Discontinuous nerve stimulation during thyroidectomy is an alternative to dissection for the intraoperative identification of laryngeal nerves and the prediction of their postoperative integrity.
The thyroid, located at the front of the neck, is responsible for regulating metabolic activities and supporting various other functions such as heart rate and blood flow. Surgical removal of part or all of the thyroid (thyroidectomy) is required to treat a number of conditions, including thyroid tumours (both malignant and benign), hyperthyroidism, hypothyroidism and thyroid nodules.
Damage of the nerves attached to the larynx during thyroid surgery, in particular the recurrent laryngeal nerve (RLN) and the external branch of the superior laryngeal nerve (EBSLN), is the most significant complication of thyroidectomy.
Unilateral damage of the laryngeal nerves may result in temporary or permanent verbal hoarseness (dysphonia), or difficulty speaking (including trouble producing higher vocal frequencies and projection of the voice) or swallowing (dysphagia).
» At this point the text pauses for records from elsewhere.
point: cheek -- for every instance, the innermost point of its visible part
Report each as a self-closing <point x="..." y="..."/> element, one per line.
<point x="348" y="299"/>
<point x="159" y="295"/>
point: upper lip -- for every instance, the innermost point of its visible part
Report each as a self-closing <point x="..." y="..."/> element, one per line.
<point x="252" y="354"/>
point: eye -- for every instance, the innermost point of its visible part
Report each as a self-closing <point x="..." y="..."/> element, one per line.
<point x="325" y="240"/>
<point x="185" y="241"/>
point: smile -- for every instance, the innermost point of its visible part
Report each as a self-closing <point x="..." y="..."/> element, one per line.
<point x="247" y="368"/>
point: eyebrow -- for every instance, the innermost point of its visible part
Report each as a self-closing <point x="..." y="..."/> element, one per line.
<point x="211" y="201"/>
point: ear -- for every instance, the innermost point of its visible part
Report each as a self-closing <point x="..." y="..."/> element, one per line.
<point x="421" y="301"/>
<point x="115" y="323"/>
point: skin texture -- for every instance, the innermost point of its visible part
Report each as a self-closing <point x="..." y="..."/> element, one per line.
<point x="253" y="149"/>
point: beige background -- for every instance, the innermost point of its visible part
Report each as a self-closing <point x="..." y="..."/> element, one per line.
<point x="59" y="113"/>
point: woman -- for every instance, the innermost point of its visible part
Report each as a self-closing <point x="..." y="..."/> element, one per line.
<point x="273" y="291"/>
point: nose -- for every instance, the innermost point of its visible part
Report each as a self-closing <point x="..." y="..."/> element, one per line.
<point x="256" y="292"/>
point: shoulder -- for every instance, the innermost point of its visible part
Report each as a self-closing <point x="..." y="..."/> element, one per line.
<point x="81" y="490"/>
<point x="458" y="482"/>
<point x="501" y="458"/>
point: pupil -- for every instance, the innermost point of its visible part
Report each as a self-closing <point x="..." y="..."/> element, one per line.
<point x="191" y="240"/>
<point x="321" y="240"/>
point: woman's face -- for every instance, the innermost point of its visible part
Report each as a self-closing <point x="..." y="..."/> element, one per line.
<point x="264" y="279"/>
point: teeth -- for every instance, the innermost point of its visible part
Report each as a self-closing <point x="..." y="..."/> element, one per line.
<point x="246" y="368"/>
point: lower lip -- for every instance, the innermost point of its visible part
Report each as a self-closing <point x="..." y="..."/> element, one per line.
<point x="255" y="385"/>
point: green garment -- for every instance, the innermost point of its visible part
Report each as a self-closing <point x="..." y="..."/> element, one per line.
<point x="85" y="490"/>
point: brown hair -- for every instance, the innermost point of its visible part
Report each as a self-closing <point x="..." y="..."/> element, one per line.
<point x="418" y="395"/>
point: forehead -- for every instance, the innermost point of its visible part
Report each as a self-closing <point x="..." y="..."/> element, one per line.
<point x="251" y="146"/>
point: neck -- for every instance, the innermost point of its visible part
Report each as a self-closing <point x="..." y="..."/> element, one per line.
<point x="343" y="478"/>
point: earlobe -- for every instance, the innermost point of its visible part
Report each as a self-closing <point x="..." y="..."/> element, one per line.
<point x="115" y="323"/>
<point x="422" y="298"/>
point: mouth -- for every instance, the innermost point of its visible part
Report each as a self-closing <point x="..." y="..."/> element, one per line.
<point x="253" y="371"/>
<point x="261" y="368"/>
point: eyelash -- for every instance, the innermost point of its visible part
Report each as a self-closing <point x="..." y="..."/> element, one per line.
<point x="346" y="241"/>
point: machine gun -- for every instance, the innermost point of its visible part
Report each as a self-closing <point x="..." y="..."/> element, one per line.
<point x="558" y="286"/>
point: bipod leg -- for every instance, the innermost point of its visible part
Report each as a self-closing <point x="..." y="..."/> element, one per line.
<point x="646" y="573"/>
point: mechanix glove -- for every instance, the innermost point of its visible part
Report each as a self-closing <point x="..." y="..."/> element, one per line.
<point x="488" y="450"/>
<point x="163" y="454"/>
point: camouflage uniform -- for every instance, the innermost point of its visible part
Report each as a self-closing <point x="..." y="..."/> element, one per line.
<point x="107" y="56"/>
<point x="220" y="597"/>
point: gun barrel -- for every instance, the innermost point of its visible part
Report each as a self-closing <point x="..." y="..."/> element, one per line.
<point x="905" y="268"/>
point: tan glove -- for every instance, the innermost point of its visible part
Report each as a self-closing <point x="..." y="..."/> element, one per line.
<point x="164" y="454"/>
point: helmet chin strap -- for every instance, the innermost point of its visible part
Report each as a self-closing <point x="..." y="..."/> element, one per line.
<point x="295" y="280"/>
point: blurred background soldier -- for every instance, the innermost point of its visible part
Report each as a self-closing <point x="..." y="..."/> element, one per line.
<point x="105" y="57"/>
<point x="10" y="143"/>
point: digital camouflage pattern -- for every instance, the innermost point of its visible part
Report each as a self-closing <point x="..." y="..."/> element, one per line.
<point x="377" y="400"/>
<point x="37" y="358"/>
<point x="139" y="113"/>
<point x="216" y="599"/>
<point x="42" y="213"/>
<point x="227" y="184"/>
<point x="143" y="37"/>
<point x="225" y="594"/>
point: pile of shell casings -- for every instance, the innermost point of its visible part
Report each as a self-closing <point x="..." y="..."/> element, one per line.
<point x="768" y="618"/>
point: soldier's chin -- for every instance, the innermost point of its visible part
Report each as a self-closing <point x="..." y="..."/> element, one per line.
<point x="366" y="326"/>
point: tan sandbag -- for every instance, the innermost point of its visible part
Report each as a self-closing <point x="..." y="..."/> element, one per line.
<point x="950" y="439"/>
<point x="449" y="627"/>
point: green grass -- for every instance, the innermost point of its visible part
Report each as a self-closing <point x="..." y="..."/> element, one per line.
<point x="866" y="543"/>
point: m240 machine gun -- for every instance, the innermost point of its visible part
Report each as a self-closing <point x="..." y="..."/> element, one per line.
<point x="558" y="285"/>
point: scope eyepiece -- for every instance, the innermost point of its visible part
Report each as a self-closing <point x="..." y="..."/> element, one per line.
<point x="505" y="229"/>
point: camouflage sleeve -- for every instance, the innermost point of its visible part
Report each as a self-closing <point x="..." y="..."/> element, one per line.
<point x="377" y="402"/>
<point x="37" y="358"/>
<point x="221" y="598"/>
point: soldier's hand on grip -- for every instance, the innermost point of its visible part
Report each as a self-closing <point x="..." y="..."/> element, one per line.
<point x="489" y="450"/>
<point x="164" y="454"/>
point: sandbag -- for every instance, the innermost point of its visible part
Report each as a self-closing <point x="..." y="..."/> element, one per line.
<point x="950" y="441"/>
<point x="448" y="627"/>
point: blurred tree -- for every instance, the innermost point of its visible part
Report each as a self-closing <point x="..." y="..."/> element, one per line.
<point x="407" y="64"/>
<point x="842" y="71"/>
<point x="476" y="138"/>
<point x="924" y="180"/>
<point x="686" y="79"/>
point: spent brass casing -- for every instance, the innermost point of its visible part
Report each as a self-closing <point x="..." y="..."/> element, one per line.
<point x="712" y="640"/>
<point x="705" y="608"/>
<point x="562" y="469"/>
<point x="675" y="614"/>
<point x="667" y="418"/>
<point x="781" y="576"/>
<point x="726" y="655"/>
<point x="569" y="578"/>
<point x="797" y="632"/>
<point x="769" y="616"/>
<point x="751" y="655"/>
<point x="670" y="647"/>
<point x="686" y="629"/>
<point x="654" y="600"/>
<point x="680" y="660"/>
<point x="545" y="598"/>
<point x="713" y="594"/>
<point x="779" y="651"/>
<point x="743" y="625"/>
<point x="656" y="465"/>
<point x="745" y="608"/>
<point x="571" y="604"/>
Bilateral damage of these nerves is a more urgent situation as it may lead to difficulty breathing and permanent vocal damage.
Although laryngeal nerve damage during the first thyroidectomy is relatively uncommon (1% to 2%), the likelihood increases significantly with subsequent thyroid surgery (12.5%). The incidence of permanent and transient dysphonia and dysphagia after thyroidectomy ranges from 3.4% to 7.2% and 0.2% to 0.9%, respectively. Thus, it is imperative that surgeons take measures to avoid damaging the laryngeal nerves.
Current practice uses anatomical dissection to identify and preserve the RLN during thyroid surgery, but nerve stimulation has been suggested as a more effective alternative. The surgeon then determines nerve function by inserting a finger into the postcricoid region of the larynx to feel for contraction of the posterior crioartenoid (PCA) muscle in response to RLN stimulation. In a similar fashion, the integrity of the EBLSN can be determined by stimulating the nerve and eliciting a cricothyroid muscle twitch.
Many researches and studies has been undertaken in order to determine the efficiency of nerve stimulation in thyroidectomy and compare the results with thyroid surgery which uses anatomical dissection.
Evidences and results from studies suggest that intraoperative RLN stimulation for locating and predicting vocal cord injuries after thyroid surgery is safe and efficient. Nerve stimulation appeared to offer a level of diagnostic evidence in detecting and conserving the integrity of vocal cord nerves.
Clinical studies on the use of nerve stimulation in thyroid surgery have been done for years in Europe, America, Australia, China and Japan. Since 2008, in Iran, Dr. Ahmed Fanaei, surgeon and specialist in thyroid and parathyroid diseases, apply this approach in his thyroid surgeries.
Leopardi D, “Nerve Stimulation in Thyroid Surgery”, Horizon Scanning prioritizing summary, Department of Health and Ageing, Royal Australasian College of Surgeons, 2008.